Between the thundering beat of disco and the calculatingly simplified musical attitude of punk, 1978 hardly seemed like fertile ground for a new rock band with a more familiar approach that featured (and was named after) a guitar virtuoso. But that very year Van Halen’s classic self-titled debut album made the Top Twenty and would eventually sell over ten million copies. Though usually categorized as hard rock or even heavy metal, Van Halen typically bypassed the dark fantasy which had come to define the genre, leaning instead towards more of a general sense of fun (albeit loud fun). 

In 1982  – the same year that Van Halen released their fifth consecutive platinum album Diver Down – Eddie provided one of his trademark guitar solos for Michael Jackson’s track “Beat It.” Although his only contribution to Jackson’s mammoth Thriller album, those roughly thirty seconds on the number one song transformed pop music, breaking through the color lines after years of rock radio and MTV largely ignoring black artists, in addition to helping a generation of listeners rediscover the idea that music is music.  
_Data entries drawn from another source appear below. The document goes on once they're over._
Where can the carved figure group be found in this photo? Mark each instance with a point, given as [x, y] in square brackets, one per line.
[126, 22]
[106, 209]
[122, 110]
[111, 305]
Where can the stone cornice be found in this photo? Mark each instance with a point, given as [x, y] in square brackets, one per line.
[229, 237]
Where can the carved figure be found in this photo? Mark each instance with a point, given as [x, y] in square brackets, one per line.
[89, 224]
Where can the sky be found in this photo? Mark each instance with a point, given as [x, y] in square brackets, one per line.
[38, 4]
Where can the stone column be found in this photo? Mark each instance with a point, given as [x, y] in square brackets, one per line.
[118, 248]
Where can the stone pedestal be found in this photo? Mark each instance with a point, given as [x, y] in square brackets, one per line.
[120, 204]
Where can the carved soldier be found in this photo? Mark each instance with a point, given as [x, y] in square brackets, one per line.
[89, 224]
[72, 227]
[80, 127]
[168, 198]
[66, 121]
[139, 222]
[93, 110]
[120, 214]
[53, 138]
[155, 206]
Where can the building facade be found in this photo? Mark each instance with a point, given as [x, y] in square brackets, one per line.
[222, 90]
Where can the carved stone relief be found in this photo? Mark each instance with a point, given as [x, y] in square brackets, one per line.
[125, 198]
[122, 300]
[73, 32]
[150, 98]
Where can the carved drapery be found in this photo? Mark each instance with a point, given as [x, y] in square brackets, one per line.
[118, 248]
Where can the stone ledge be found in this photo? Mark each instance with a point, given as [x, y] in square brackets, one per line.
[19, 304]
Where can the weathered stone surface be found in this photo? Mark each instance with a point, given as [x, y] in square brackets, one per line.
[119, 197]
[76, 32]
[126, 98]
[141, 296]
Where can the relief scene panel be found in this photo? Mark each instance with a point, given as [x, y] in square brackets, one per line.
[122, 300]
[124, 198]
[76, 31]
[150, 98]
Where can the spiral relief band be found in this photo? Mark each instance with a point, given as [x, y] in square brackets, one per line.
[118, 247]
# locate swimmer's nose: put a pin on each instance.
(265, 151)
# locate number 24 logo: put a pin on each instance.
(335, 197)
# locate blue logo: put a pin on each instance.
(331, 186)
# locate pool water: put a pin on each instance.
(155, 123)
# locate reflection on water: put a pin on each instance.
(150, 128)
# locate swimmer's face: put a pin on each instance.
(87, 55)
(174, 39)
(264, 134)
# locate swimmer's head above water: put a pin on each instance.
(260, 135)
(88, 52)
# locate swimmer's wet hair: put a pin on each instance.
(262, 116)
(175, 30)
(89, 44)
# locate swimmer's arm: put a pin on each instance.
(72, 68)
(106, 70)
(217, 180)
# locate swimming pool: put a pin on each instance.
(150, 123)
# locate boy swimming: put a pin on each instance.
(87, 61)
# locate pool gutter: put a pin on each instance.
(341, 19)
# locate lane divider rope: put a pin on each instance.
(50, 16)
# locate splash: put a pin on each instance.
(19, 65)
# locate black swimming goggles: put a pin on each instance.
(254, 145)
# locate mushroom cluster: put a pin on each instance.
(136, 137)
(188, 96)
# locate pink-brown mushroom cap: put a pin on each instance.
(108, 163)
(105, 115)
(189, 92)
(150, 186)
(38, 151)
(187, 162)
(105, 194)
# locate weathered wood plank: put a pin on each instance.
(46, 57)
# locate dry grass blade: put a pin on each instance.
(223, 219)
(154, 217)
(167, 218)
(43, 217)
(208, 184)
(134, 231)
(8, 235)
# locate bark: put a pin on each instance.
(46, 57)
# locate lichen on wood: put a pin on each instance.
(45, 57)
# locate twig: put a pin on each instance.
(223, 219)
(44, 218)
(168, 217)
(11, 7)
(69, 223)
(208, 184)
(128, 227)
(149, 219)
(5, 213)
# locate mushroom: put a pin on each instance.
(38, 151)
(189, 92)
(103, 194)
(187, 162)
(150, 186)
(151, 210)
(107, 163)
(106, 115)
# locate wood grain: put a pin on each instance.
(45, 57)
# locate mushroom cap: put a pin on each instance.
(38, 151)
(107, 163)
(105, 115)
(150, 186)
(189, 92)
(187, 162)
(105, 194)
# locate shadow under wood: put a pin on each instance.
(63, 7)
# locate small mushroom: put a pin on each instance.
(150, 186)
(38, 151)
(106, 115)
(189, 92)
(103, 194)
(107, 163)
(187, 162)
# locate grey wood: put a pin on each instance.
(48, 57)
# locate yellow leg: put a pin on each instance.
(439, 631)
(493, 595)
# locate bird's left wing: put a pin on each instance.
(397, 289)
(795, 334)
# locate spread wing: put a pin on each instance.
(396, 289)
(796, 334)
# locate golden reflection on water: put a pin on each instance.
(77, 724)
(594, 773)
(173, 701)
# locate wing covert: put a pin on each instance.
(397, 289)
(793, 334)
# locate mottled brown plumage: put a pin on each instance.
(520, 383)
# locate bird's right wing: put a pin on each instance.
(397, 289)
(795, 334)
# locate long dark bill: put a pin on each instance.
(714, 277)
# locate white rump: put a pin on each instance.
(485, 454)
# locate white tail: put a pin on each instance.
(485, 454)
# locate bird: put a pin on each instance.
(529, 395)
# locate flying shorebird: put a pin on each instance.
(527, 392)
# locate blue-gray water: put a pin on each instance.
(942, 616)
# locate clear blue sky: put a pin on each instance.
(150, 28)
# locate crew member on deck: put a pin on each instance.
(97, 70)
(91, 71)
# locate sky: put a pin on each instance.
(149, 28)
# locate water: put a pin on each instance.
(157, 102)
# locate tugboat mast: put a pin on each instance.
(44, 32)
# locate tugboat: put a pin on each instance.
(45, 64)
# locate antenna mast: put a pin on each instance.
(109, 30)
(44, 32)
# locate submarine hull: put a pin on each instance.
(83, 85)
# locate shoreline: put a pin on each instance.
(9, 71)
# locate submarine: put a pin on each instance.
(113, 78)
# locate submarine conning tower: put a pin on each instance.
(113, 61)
Photo Credit: Warner Bros. / David Tan / Tim Mosenfelder / Kevin Winter / George Lopez Foundation, Getty Images

Around that time Van Halen themselves were working towards more of a pop sound, thanks largely to Eddie’s growing interest in playing synthesizers. Some hard rock fans saw the move as blasphemous, but the general public was clearly on board since the album 1984 became yet another huge success, generating the band’s first (and only) number one single, “Jump.” Shortly after, lead singer David Lee Roth left the band in what would become one of the most publicized splits in rock history. In another divisive but ultimately triumphant action, he was replaced by Sammy Hagar, an already-established platinum solo artist who lacked the distinction of Roth’s vocals and persona but made up for it with his unmistakable commitment to true rock. The Hagar-led Van Halen plowed through more than a decade of sold-out arena shows as well as four consecutive number one studio albums. 

In his personal life, Eddie was always known to be a complex individual. The band’s former manager would recall an early Van Halen overseas tour where he found Eddie in tears, insisting that he never wanted to be a rock star and only wished “to go home.” His 1981 marriage to actress Valerie Bertinelli seemed for decades like the model for a successful celebrity union until they separated and then divorced in the 2000s (Eddie later got remarried to actress Janie Liszewski). Though rarely seen or photographed without his winning smile, Eddie struggled with drug addiction and especially alcoholism for the better part of his life. 

In 1998 Van Halen III, featuring one-time frontman Gary Cherone (formally of Extreme), became the first album in the band’s history not to go platinum. However, the record is notable for the inclusion of “How Many Say I”, the only commercially released track ever to feature Eddie on lead vocals. Unlike Hendrix or his idol Clapton, Eddie was categorically disinterested in doing his own singing, preferring instead to let his guitar do all the talking necessary. And talk his guitar did – and will continue to do so through the work that Eddie Van Halen left behind – in its own unique language that most of us will never be able to fully comprehend, but that all of us can appreciate.